Session 2 Flashcards

Question 1

Q

Named entity recognition

Answer

A

find spans of text that constitute proper names and tag the type of the entity. Four entity tags are most common: PER (person), LOC (location), ORG (organization), or GPE (geopolitical entity)

Question 2

Q

POS tagging

Answer

A

parts of speech tagging
is the process of assigning a part-of-speech label to each of a sequence of words = taking a sequence of words and assigning each word a part of speech like NOUN or VERB

Question 3

Q

RNN

Answer

A

any NN that contains a cycle within its network connections, meaning that the value of some unit is dependent on its own earlier outputs as an input = predict next output dependent on the previous output (like having a memory of what has been so far)
All RNNs have same weights (U, V & W)
Input & number of RNNs can be arbitrary lengths

Question 4

Q

RNN Relevance

Answer

A

More efficient than transformer-based models
Trainable from scratch (on own machine)

Question 5

Q

RNN pro

Answer

A

Arbitrary input length can be used
Can be combined with other NNs
Can handle a variety of task-types e.g. classification, generation
Performance
No limited context (e.g.
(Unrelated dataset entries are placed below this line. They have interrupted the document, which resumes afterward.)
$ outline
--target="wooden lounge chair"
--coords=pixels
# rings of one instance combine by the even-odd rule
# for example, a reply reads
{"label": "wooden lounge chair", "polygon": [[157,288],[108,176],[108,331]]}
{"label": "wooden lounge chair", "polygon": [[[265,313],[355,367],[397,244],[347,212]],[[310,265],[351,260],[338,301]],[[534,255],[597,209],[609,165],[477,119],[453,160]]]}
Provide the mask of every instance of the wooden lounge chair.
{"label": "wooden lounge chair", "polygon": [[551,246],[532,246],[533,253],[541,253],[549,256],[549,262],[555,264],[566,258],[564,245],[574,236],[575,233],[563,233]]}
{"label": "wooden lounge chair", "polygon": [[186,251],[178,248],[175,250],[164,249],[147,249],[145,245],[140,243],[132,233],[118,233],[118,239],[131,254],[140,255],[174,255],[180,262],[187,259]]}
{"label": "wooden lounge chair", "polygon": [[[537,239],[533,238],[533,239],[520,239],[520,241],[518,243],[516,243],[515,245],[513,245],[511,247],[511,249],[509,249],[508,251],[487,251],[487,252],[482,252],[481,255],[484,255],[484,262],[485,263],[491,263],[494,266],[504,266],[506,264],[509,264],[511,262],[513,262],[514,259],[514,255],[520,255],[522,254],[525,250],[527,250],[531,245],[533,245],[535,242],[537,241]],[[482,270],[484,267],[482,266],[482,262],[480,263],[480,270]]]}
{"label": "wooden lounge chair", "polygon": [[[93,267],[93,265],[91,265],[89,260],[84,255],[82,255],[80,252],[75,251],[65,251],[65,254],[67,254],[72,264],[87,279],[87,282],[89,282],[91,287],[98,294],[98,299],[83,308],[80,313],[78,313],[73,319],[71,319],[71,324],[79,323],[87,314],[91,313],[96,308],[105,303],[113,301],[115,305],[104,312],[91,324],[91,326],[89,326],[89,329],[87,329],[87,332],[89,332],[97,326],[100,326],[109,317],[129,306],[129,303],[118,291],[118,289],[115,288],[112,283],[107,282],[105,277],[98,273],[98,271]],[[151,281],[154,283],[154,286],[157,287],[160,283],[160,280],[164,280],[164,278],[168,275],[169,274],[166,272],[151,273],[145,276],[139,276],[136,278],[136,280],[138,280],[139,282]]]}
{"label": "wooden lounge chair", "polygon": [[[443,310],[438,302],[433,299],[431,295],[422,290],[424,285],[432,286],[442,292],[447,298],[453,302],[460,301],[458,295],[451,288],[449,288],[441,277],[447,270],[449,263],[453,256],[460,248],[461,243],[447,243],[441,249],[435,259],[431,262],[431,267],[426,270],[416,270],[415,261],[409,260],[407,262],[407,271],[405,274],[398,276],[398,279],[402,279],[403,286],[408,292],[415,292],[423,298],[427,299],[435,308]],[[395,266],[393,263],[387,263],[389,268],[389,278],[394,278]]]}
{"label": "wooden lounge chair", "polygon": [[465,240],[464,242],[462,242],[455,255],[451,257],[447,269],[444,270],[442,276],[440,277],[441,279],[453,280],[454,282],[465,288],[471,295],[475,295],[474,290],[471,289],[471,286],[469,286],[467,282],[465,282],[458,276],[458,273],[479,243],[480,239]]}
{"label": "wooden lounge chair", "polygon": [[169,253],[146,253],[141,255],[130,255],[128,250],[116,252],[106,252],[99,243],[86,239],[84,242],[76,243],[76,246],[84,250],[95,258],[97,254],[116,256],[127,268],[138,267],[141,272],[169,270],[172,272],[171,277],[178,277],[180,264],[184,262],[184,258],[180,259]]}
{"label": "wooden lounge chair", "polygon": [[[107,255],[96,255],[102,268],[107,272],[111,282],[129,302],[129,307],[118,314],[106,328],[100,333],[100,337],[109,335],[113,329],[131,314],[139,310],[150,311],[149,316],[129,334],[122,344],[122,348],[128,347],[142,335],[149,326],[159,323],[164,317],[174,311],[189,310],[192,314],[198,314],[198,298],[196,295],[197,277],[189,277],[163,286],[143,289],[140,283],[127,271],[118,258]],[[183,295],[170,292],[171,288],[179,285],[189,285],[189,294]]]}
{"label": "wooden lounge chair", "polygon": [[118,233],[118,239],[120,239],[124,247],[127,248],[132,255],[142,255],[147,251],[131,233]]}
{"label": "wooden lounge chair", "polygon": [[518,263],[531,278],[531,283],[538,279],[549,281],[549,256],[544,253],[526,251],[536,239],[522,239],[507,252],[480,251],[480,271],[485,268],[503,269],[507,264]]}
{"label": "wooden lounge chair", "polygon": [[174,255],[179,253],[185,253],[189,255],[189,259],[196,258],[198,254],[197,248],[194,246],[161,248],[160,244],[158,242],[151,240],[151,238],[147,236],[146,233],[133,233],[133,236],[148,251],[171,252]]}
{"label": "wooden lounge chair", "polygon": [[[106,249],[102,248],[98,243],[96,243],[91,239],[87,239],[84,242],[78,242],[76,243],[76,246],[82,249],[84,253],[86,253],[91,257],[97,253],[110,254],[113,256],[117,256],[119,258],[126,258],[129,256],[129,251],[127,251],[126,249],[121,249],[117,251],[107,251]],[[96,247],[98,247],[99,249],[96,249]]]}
FFN: outside context window of e.g. 3 words is not considered) & learns meaning of words in phrases combined together <-> FNN

Question 6

Q

RNN limit

Answer

A

Uni-directional (later info can be informative e.g. “the old man the boat” -> need the boat to know that the old people do smth versus the old man)
Arbitrary long context in practice hard: vanishing gradient (multiplying many things -> 0)
Computationally inconvenient: depending on output from previous input -> can’t calculate simultaneously

Question 7

Q

LSTM

Answer

A

Long Short-Term Memory Network
Ct-1 = context vector = what previous block wanted us to remember (important part of whole information)
3 gates (each one is “masking” the input & decides what to take from previous):
each gate consists of a feed- forward layer, followed by a sigmoid activation function, followed by a pointwise multiplication with the layer being gate

Question 8

Q

LSTM gate

Answer

A

1. Forget gate = delete info from context that is not longer needed
1. Add gate = select information that is added to current context
1. Output gate = select info that is required for current hidden state; output which can be used for label etc.

Question 9

Q

LSTM advantage over RNN

Answer

A

RNN: despite having access to the entire preceding sequence, the information encoded in hidden states tends to be fairly local, more relevant to the most recent parts of the input sequence and recent decisions because hidden layer, are being asked to perform two tasks simultaneously: provide info useful for the current, and updating & carrying forward info for future decisions
RNN: vanishing gradient problem

Question 10

Q

BiLSTM

Answer

A

bidirectional LSTM
consists of two LSTMs that do not share weights
Limit: BOW assumption (word must exist in training)
Solution: add unknown word token or
2, train model on Character level (can do both character & word level together

Question 11

Q

Multi-task learning

Answer

A

solving multiple tasks while sharing common patterns

Question 12

Q

Multi-task learning. how?

Answer

A

pre-training on raw text
fine-tuning on annotated data

Question 13

Q

Sequential multi-task learning

Answer

A

Train on a task & save parameters
Use (part of) saved parameters to initialize new models & train for new task

Question 14

Q

Multi-task learning - why?

Answer

A

Efficiency: 1 model for multiple tasks, no separate training (pre-training is very expensive, needs lots of time)
Performance: many tasks related to each other, beneficial to share info between tasks
Needs less annotated data which is expensive